A sexual predator is a person seen as obtaining or trying to obtain sexual contact with another person in a metaphorically "predatory" or abusive manner. Analogous to how a predator hunts down its prey, so the sexual predator is thought to "hunt" for his or her sex partners. People who commit sex crimes, such as rape or child sexual abuse, are commonly referred to as sexual predators, particularly in tabloid media or as a power phrase by politicians.
According to the NBC news program Dateline, as of January 2006, law enforcement officials estimate that as many as 50,000 sexual predators are online at any given moment. That number has been cited by Attorney General Alberto Gonzales in speeches touting the dangers of child predators. However, the origins of that figure have been questioned by Legal Times, and Dateline says it will no longer use it. Janis Wolak, of the Crimes against Children Research Center at the University of New Hampshire, found that many parental fears about Internet sex predators are misinterpretations of the danger.

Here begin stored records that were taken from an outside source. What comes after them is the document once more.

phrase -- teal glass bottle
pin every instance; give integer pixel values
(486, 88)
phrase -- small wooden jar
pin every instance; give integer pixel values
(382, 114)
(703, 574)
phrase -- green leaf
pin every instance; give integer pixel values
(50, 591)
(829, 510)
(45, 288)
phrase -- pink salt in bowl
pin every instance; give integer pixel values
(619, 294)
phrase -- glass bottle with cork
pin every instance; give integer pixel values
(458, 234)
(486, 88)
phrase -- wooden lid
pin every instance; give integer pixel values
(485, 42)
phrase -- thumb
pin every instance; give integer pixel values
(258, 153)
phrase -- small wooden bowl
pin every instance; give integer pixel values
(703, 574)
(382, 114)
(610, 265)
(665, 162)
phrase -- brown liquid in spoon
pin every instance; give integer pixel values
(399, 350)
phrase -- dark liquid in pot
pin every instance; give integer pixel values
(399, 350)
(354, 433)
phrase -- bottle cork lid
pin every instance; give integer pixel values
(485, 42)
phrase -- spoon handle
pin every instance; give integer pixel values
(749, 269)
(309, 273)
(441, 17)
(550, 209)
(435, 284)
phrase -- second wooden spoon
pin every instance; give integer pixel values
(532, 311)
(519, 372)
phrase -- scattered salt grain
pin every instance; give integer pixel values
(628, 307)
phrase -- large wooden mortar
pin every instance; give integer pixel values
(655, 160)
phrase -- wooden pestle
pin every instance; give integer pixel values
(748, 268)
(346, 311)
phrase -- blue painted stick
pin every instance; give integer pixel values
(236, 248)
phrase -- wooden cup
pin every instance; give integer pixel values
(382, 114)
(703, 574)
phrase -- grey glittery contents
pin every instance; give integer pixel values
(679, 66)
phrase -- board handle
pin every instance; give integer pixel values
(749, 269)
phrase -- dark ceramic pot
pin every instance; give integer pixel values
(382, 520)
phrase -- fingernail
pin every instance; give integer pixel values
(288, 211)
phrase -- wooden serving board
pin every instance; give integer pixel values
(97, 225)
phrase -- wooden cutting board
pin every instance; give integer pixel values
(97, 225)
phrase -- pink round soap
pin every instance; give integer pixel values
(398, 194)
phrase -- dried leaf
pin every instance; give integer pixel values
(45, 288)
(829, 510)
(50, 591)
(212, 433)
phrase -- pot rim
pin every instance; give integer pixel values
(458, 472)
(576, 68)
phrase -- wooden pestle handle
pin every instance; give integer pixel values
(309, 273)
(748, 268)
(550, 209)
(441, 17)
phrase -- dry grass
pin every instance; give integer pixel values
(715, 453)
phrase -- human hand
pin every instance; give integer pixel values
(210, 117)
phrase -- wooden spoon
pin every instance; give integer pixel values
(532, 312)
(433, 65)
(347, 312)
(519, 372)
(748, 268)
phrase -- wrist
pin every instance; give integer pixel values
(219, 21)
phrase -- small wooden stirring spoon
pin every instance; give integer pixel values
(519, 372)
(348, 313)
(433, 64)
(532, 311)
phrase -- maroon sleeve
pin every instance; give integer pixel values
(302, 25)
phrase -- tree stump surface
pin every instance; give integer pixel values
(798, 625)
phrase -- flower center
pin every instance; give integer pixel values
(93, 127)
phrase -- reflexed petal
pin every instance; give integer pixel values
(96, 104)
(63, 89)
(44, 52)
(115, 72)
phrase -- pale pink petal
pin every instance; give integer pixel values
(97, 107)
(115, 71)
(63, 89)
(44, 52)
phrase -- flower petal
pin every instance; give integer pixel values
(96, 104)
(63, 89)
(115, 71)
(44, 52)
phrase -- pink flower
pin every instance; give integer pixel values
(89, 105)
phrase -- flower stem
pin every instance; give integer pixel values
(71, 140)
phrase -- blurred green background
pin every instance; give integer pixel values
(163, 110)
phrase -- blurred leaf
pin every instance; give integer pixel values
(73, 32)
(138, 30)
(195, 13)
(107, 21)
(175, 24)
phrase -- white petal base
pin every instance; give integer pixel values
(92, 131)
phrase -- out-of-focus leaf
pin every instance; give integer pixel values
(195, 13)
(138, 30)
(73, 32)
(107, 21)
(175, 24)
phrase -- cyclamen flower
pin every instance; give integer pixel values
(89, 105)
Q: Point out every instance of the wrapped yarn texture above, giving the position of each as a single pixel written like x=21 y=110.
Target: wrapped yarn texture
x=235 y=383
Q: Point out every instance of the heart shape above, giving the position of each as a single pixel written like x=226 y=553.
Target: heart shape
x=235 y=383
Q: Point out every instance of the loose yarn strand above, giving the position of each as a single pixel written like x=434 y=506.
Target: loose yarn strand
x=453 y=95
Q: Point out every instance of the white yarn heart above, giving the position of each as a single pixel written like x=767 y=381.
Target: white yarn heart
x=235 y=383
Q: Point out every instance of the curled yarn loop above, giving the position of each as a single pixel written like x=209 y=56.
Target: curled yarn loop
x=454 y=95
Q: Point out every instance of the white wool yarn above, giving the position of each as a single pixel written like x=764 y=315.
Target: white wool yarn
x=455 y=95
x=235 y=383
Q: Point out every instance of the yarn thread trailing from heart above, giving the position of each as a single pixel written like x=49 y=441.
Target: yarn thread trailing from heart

FBI Director J. Edgar Hoover is attributed with the first known use of the term in the 1920s. It was popularized in the 1990s by Andrew Vachss and 48 Hours. The word is not found at all in newspapers of 1985 and 1986, but occurs 321 times in 1992, 865 times in 1994, and 924 times in 1995. Some U.S. states have a special status for criminals designated as sexually violent predators, which allows these offenders to be held in prison after their sentence is complete if they are considered to be a risk to the public. They can also be placed on a sex offender list which is viewable by everyone on the Internet.